Update: This article has been updated to reflect where user data is sent. It previously incorrectly stated that data was sent to Apple's servers.

Last week, Apple and Google announced an interesting partnership. Both companies will build technology into their mobile operating systems that will allow for large-scale contact tracing. It's a pretty big deal for two reasons: The first is that the two companies are fierce rivals, but are working together to solve a problem that affects all of us. Second, it might actually work, since the two companies power almost all mobile devices worldwide.

People understandably start to get nervous when they hear their mobile phones could be used for any kind of tracing, especially if they're not sure what that means. The basic concept is you would be able to download an app that would ping off other mobile phones you come into proximity with. 

If you were to later test positive for Covid-19, you could indicate as much on the app, which would then notify the owners of the other devices you came in contact with they were potentially exposed.

Most experts agree contact-tracing is one of the most important factors to "reopening" society. That's because it will allow new cases to be isolated while pinpointing others who might have been exposed early enough that the spread can be limited. 

But contact tracing during the height of a pandemic is almost impossible because it's such a manual process. What Apple and Google are building is a way to do it at scale in an automated manner.

And no, the companies aren't uploading your information to some government server to identify who has the virus. That's the other reason it's so important that Apple and Google are both involved. 

Apple has a reputation for protecting user privacy in a way that not many other companies can claim. It doesn't monetize your personal information by showing you ads based on your activities, unlike Google or Facebook, for example. 

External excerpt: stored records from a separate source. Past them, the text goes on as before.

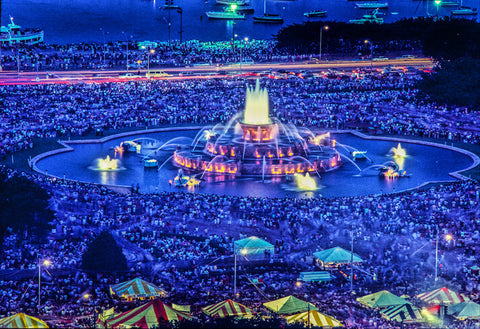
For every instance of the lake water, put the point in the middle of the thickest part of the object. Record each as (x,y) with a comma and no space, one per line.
(423,164)
(74,21)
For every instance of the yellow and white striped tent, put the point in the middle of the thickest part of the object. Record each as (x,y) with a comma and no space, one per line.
(137,289)
(22,320)
(227,308)
(314,318)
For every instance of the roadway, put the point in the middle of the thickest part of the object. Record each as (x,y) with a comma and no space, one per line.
(204,71)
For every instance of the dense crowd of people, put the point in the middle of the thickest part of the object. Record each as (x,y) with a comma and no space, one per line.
(183,242)
(388,104)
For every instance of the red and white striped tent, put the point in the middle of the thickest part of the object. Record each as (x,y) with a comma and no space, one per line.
(137,289)
(227,308)
(146,316)
(22,320)
(442,296)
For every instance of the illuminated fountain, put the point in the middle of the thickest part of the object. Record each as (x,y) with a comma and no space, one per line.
(254,144)
(398,152)
(107,164)
(305,183)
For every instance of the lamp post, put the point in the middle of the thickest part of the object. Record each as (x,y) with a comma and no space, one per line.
(448,237)
(151,52)
(46,262)
(128,44)
(104,41)
(233,8)
(243,252)
(325,27)
(437,3)
(371,53)
(180,11)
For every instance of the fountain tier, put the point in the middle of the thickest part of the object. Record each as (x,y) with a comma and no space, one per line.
(258,145)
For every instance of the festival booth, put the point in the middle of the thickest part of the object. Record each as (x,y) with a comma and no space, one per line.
(335,257)
(465,310)
(147,316)
(381,299)
(254,248)
(227,308)
(314,318)
(289,305)
(136,289)
(22,320)
(402,313)
(441,296)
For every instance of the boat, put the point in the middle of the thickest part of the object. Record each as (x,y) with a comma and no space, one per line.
(150,163)
(368,18)
(372,5)
(245,10)
(13,33)
(227,14)
(232,2)
(359,155)
(267,18)
(450,4)
(316,13)
(464,11)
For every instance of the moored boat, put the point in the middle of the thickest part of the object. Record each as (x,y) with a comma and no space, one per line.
(13,33)
(372,5)
(268,18)
(227,14)
(368,18)
(465,11)
(316,13)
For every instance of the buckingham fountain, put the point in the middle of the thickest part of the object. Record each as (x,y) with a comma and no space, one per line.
(255,144)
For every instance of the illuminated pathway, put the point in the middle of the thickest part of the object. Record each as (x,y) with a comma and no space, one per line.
(207,71)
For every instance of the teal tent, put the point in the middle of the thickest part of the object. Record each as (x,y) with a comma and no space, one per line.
(336,256)
(253,247)
(381,299)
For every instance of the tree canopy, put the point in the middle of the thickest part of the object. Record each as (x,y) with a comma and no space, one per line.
(24,206)
(104,255)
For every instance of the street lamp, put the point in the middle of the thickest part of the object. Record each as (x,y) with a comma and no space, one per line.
(151,52)
(325,27)
(233,8)
(128,44)
(244,253)
(180,11)
(437,3)
(45,263)
(447,237)
(371,53)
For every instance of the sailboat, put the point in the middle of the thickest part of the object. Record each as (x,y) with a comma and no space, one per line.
(268,18)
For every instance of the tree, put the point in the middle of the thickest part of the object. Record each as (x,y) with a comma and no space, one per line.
(24,206)
(104,255)
(455,82)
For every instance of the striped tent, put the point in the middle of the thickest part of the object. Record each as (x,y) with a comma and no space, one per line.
(227,308)
(441,296)
(336,256)
(146,316)
(22,320)
(136,289)
(289,305)
(402,313)
(466,310)
(381,299)
(315,319)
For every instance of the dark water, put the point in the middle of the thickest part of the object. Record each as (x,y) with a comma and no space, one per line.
(423,163)
(73,21)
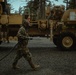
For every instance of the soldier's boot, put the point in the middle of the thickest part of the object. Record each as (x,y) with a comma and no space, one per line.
(14,66)
(33,66)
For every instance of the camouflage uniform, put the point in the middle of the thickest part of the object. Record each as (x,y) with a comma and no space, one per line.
(22,50)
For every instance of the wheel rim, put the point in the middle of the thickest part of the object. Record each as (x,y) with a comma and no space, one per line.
(67,42)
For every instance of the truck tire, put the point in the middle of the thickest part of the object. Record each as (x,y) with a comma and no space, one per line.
(55,40)
(67,41)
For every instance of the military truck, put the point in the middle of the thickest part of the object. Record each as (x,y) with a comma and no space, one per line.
(64,32)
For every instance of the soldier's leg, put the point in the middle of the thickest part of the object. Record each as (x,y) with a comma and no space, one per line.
(18,56)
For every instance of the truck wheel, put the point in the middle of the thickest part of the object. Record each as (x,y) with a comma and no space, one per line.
(67,41)
(55,40)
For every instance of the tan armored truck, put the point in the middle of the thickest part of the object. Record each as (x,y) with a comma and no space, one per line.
(64,32)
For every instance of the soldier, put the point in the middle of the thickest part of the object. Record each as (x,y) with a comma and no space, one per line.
(22,50)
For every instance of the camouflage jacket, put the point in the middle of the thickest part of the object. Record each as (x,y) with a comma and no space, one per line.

Here's the thing: The Bluetooth technology that Apple and Google are working on isn't that different from what Apple already is using for its Find My service. That service uses Bluetooth to send out signals, even when your device has no service or isn't connected to the internet. 

Those signals are relayed by other close-by devices, which then forward them to public health organizations. Since the entire system is end-to-end encrypted, not only can't bad guys get access to your location or personal information, not even Apple could identify your device location. 

The technology behind contact tracing works similarly. While devices communicate with each other in order to exchange a "key," that information can only be used to later notify individuals who may have been exposed, and who should be tested. No personal information is exchanged, so no, the government isn't tracking your information (at least not with this technology).